慶尚北道安東市のダム湖底から、約15年間行方不明だった男性の遺体が発見されました。この衝撃的な発見の背後には、地元の元救助隊員が聞いたという不可解な「幻聴」が関係しており、奇妙な巡り合わせが注目されています。

安東ダム湖底で発見されたミイラ化遺体とその身元

今年5月19日、慶尚北道安東市城谷洞に位置する安東ダムの水深30メートル地点の湖底で、一体のミイラ化した男性の遺体が発見されました。この遺体は国立科学捜査研究院によるDNA鑑定の結果、2010年8月から行方不明になっていた安東市内の高校教監(当時53歳)であることが判明しました。慶北警察庁は、事件性はないとの見方を示しています。

この遺体発見に決定的な役割を果たしたのは、地元で水難救助隊長を務めていたペク・ギュミンさん(55)でした。ペクさんは当時、安東ダムの船着場付近から約150メートル離れた場所で水上構造物の設置作業中に、誤ってはしごを水中に落としてしまいました。彼は潜水装備を着用していたため、自らはしごを回収するため水深30メートルの湖底へと潜り、無事にはしごを発見しました。

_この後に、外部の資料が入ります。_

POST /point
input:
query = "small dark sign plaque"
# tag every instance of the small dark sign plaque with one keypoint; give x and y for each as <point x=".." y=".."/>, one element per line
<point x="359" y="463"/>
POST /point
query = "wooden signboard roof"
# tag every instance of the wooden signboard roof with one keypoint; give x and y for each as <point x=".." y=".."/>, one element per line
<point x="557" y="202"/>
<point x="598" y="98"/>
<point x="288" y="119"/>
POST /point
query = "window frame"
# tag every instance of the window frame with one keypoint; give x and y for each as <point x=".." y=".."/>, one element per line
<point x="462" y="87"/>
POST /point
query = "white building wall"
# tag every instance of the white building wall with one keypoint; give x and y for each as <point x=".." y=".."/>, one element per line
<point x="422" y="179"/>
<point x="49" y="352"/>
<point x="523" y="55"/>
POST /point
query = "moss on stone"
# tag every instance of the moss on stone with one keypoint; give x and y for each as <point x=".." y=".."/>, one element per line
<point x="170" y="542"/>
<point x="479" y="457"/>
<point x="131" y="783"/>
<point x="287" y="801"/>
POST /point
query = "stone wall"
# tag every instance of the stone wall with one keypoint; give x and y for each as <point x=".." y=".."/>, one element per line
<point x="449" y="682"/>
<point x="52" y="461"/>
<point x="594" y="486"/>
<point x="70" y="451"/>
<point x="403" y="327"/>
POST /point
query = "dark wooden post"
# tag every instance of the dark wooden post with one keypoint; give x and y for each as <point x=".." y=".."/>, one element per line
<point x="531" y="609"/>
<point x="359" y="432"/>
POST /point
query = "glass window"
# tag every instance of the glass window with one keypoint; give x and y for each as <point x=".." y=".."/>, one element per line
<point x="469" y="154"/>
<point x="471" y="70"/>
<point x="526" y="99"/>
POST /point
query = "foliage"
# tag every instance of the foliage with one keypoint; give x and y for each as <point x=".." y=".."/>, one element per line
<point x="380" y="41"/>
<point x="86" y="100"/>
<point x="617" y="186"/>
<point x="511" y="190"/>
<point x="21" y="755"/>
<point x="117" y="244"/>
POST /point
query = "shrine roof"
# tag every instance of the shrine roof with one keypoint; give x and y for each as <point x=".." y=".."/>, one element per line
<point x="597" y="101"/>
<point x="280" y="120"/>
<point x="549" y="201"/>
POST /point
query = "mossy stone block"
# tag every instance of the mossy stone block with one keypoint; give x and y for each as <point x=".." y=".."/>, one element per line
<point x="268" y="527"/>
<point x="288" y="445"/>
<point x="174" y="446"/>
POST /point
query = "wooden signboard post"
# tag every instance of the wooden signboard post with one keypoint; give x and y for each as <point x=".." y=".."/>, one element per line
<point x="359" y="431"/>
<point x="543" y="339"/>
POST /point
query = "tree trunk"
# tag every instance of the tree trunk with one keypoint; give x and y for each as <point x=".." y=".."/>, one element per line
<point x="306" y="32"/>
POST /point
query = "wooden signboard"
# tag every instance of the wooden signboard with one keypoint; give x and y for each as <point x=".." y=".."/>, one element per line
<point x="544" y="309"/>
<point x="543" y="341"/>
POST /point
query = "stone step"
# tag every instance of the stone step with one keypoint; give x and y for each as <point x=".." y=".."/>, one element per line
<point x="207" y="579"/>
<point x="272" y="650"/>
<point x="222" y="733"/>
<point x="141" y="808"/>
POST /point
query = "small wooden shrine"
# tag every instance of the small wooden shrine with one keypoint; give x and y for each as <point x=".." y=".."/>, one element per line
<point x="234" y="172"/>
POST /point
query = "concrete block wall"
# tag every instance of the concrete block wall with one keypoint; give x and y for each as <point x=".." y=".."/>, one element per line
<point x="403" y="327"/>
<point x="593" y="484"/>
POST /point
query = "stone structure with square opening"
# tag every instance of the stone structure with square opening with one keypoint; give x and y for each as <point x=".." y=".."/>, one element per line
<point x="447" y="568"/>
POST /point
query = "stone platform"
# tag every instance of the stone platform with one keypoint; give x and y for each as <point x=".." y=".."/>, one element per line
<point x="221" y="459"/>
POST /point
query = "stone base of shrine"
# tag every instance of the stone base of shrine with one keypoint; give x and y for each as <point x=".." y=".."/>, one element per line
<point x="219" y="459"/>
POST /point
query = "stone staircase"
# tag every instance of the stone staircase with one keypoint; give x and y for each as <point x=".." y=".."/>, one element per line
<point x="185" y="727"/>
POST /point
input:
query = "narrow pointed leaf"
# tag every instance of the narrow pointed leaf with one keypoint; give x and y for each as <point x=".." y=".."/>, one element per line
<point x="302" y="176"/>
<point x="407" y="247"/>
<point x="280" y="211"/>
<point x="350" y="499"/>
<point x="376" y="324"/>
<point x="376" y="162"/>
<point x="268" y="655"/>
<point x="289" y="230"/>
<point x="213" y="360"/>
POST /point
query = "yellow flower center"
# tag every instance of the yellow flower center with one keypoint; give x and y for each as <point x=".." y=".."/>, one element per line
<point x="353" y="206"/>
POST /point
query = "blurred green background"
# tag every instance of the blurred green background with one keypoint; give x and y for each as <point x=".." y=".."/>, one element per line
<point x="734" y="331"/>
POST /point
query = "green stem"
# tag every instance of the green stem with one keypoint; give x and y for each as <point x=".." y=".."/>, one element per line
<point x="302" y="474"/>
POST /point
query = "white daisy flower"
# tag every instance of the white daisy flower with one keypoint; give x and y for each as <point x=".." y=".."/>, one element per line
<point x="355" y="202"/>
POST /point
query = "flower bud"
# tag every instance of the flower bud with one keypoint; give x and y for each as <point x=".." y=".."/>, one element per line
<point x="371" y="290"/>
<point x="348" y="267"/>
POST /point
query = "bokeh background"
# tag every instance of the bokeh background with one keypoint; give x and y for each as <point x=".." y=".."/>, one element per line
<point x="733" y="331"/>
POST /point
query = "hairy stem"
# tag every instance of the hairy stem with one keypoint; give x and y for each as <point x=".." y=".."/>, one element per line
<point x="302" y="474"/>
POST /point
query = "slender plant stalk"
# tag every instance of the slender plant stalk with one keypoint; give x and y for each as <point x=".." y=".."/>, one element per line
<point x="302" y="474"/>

ところが、一度浮上して作業を再開した直後、再び不注意ではしごを水中に落としてしまいます。二度目のはしごを探すため再び潜水したペクさんは、湖底で下半身の一部が泥に埋まった状態の遺体を発見しました。彼は遺体の周辺を撮影した後、岸に上がり、すぐに警察へ通報。通報から2日後、警察と消防は指定された地点を捜索し、遺体を無事に収容しました。遺体はズボンとシャツを着用しており、頭部や足首の一部に損傷が見られたものの、全体的な状態は良好だったと報告されています。警察は、未解決の行方不明事案解決に貢献したペクさんに対し、感謝状を授与する予定です。

不可解な幻聴が導いた発見の真実

遺体発見時の状況についてペクさんは、「迷信は信じていないが、遺体を発見する前に『おい、私を連れて行ってくれ』という幻聴が繰り返し聞こえた」と証言しています。さらに彼は、「安いはしごを探すためだけに、なぜこれほど深く、暗く、視界の悪い湖底まで降りたのか、自分でも分からない」と、その時の自身の行動の不可解さを語りました。

この奇妙な体験は、単なる偶然では片付けられない、何か特別な力が働いたのではないかという憶測を呼んでいます。ペクさんは最近、遺体発見地点付近で同僚たちと共に、故人の冥福を祈って黙祷を捧げたとのことです。

安東ダムの深淵で遺体を発見した元救助隊員ペク・ギュミンさん安東ダムの深淵で遺体を発見した元救助隊員ペク・ギュミンさん

今回の出来事は、行方不明者の家族にとって長年の苦しみに終止符を打つものであり、ペクさんの献身的な行動と、それに伴う不可解な体験が、この発見をより一層記憶に残るものとしました。